Hi there, I’m reopening this thread because the same “problem” still exist in NS8 and can’t find a way to use the learn_ham feature since the rspamc command doesn’t live in the same container as the Maildir folder. Anybody can help ?
Txs
PS : this means that basically the bayesian filter doesn’t work for anybody that don’t apply this trick… Just sayin’…
The manual doesn’t state this explicitly, but the behavior mirrors NS7: moving a message into the IMAP Junk folder trains rspamc to recognize it as spam.
Conversely, moving a message to any other folder (except Trash) trains it as ham.
This is the standard training method. For bulk training, you can move multiple messages to the Junk folder using an IMAP client.
You can access the Rspamd UI to check how many messages are learnt so far.
If you prefer a command-line approach, the rspamc program is available in the Dovecot container. It can be executed conveniently with a wrapper script that handles the authentication header. For example, you can use the following command to see available options:
But first and foremost : the Bayesian filter doesn’t work provided there are 200 spams learned. That’s not enough, it’ a common mistake I already emphasised 6 years ago : rspamd needs 200 spams AND 200 hams, as it states clearly in the logs :
2024-12-09T21:43:38+01:00 [1:mail1:rspamd] (normal) <c4538d>; task; bayes_classify: not classified as ham. The ham class needs more training samples. Currently: 20; minimum 200 required
That’s not explained in the documentation, and the UI is quite misleading.

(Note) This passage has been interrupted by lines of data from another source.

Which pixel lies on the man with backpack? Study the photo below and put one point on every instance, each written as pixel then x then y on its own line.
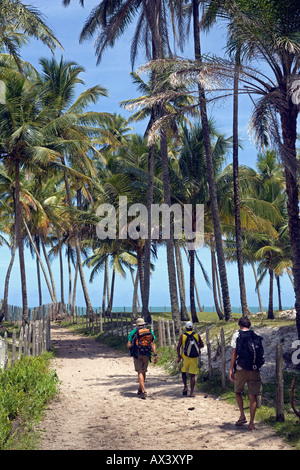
pixel 190 343
pixel 141 345
pixel 246 360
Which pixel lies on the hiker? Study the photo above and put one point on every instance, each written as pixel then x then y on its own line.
pixel 191 343
pixel 246 360
pixel 141 344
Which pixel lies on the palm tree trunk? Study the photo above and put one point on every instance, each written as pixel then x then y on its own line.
pixel 20 242
pixel 74 289
pixel 235 164
pixel 62 296
pixel 271 288
pixel 170 241
pixel 50 275
pixel 111 299
pixel 289 157
pixel 214 268
pixel 38 272
pixel 70 276
pixel 5 296
pixel 40 260
pixel 135 294
pixel 218 284
pixel 181 284
pixel 257 286
pixel 279 293
pixel 192 286
pixel 104 286
pixel 90 310
pixel 147 248
pixel 210 171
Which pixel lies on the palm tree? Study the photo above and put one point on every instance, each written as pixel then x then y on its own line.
pixel 269 31
pixel 152 29
pixel 74 128
pixel 22 141
pixel 15 17
pixel 192 163
pixel 194 14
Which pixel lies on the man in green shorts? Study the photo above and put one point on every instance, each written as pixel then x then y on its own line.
pixel 240 376
pixel 141 343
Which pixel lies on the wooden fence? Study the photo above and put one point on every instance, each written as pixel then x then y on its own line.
pixel 27 340
pixel 35 337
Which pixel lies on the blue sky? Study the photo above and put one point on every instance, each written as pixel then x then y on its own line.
pixel 114 74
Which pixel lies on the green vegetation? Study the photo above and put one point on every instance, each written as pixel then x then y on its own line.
pixel 24 392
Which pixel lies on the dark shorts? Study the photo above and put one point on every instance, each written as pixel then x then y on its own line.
pixel 141 363
pixel 251 377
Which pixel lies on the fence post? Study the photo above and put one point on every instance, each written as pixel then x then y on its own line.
pixel 223 359
pixel 279 384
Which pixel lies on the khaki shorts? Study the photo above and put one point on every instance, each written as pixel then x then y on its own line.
pixel 141 363
pixel 190 364
pixel 251 377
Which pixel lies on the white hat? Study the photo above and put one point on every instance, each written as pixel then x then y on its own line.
pixel 140 322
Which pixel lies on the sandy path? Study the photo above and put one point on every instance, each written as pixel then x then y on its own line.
pixel 98 407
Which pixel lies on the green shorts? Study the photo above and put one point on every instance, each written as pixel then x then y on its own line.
pixel 251 377
pixel 141 363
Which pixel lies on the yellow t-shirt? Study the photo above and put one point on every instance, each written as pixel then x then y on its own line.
pixel 184 340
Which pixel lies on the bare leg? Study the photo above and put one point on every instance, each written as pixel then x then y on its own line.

I tried to move email from Inbox to a test folder, and also put them back ib the Inbox folder : that didn’t worked. I believe that only the mails moved out of the Spam folder are learned as ham.

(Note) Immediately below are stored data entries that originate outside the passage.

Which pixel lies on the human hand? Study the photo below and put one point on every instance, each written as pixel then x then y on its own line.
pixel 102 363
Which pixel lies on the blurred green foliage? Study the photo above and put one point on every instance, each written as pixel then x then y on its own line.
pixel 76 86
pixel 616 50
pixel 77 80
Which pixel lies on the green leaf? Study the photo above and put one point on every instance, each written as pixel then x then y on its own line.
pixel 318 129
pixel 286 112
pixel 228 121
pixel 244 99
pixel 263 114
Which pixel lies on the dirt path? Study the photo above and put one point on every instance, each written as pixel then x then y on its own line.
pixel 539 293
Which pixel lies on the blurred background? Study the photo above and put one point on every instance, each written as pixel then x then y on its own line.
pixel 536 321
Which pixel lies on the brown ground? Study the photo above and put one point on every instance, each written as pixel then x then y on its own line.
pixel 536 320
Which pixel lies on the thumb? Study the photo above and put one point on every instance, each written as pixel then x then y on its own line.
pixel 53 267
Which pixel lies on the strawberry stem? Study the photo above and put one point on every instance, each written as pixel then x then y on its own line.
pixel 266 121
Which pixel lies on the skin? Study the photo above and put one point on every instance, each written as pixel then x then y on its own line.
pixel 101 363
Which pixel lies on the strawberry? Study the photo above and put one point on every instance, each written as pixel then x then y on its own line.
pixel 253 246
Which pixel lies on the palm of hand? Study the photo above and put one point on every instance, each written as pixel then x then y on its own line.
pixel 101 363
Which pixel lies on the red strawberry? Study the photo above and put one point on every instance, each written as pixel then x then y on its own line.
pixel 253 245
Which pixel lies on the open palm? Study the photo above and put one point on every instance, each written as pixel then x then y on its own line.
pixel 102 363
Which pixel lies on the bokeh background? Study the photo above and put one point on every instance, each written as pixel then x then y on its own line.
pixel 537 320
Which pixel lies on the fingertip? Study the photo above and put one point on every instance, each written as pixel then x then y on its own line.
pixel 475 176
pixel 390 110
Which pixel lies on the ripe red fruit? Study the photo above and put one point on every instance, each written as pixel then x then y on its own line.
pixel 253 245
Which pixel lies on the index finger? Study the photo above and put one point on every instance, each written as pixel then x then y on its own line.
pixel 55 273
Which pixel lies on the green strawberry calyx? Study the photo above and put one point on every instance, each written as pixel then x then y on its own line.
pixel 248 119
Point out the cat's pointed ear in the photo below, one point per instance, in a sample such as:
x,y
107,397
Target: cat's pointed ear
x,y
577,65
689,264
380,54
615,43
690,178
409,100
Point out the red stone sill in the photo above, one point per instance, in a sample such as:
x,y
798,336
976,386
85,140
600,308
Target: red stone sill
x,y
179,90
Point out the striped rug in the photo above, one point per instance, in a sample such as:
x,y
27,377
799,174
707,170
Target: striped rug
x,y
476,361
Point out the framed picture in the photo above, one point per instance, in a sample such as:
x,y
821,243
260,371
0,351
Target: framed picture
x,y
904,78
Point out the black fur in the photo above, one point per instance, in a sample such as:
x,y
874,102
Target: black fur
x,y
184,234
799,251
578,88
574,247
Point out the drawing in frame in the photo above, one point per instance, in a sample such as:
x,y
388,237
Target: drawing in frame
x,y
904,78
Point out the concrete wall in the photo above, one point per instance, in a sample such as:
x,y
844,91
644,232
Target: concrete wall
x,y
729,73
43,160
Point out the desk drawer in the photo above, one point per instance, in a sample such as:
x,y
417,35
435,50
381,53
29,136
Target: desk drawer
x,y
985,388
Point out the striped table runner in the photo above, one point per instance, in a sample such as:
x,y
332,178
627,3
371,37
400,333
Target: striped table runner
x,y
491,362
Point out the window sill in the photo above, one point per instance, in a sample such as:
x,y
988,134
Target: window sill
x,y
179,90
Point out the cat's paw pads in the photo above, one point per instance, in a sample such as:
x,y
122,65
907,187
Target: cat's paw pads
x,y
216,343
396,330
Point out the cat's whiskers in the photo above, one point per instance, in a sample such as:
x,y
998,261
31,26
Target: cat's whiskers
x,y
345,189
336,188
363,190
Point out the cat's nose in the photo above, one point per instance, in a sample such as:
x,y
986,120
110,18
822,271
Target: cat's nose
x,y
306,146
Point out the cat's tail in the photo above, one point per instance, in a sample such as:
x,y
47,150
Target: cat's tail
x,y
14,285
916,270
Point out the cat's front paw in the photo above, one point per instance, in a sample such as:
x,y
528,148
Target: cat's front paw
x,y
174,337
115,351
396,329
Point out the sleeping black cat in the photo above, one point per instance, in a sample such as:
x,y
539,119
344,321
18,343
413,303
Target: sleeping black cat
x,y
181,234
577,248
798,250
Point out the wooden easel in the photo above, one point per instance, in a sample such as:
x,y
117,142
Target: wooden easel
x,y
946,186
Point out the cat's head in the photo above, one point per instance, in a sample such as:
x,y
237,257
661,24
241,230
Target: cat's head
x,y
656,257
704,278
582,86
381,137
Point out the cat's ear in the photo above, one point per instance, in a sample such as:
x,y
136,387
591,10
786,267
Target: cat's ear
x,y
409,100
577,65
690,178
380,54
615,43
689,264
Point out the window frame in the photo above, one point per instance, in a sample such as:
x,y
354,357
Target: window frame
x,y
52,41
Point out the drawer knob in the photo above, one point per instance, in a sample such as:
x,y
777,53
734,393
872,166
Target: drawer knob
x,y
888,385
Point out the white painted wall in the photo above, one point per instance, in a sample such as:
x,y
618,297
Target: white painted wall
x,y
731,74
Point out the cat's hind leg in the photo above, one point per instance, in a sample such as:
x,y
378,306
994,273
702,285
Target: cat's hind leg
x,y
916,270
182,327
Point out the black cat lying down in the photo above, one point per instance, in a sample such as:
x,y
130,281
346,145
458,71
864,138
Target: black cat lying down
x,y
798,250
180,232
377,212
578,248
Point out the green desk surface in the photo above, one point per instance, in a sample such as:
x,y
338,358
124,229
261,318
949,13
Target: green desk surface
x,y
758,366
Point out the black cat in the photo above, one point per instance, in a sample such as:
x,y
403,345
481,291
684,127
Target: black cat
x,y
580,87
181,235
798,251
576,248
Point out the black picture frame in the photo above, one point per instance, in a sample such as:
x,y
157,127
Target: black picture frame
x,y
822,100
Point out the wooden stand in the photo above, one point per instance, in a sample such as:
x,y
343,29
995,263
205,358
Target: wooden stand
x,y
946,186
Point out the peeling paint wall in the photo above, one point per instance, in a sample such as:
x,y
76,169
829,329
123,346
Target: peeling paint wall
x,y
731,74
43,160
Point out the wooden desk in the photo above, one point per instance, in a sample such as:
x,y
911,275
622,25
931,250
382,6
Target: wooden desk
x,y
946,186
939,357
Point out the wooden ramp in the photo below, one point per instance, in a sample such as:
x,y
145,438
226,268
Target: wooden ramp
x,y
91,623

Thanks for the proposed command line. However I don’t know how to specify the path to the /vmail folder where my Inbox resides. Not sure either if or how @Capote 's proposition using redis can help.
Why do you document some aspects into GitHub an others in the regular documentation ? Moreover there is no mention of GitHub into the main one as far as I know.

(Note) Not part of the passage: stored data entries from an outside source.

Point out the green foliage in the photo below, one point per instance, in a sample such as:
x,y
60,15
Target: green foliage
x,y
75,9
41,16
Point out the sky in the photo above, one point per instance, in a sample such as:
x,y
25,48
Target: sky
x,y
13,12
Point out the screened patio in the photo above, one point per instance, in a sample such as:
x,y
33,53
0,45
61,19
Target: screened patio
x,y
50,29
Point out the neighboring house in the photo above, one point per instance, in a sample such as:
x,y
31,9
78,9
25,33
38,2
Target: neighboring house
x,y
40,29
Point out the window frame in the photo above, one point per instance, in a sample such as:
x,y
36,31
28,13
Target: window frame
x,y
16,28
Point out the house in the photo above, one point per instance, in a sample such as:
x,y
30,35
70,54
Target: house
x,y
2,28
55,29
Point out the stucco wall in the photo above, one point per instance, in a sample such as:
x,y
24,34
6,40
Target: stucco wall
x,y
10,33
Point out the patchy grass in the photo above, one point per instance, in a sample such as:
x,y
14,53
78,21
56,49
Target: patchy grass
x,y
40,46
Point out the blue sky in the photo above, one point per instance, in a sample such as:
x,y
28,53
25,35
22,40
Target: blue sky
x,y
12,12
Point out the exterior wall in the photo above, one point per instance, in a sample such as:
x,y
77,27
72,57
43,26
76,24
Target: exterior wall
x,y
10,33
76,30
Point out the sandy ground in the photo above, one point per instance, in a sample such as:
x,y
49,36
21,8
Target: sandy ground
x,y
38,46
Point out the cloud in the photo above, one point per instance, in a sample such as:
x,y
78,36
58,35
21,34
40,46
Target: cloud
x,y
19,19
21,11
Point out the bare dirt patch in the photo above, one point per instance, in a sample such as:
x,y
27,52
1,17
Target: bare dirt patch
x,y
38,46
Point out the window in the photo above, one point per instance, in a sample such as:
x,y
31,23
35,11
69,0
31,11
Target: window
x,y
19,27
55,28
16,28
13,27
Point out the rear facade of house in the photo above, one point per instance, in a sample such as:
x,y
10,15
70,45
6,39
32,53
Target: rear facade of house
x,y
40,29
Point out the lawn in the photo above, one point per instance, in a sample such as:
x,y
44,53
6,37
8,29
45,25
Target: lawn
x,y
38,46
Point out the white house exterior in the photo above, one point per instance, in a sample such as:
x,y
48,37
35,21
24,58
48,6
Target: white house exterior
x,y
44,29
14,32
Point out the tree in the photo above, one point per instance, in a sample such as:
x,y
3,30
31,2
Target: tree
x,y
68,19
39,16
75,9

I hope you agree with me that this is quite an advanced use case. Normally, spam training is performed using the procedure documented on the Mail page of the Admin’s Manual.
If we feel that bulk training should be available to everyone, we would implement a UI-based procedure. For now, since the documented commands are useful for both developers and sysadmins, I’ve opted for the existing resource, the Dev’s README, because bulk training is sometimes necessary during development and QA. Alternatively, we could start a new page under the Admin’s Manual “Best Practices” section with the same information.
In any case, the important thing is that documentation exists!
Actually it is needed as soon a you deploy a mail server since the bayesian filter (without which rspamd’s performance is poor) will not work until 400 false positive are put back into the inbox (which basically will never happen).
So, yes a simple button to let the filter train on real user data would be more than useful.
Depends. The way of doing it is complex, but the task is pretty basic and a routine task when deploying a mail server…
In my view the README in GitHub contains general informations and some instructions regarding the deployment of the software. Not a place to document the way it works. Therefore a Admin’s Manual “Best Practices” or “Tip and tricks” section looks the way to go for me.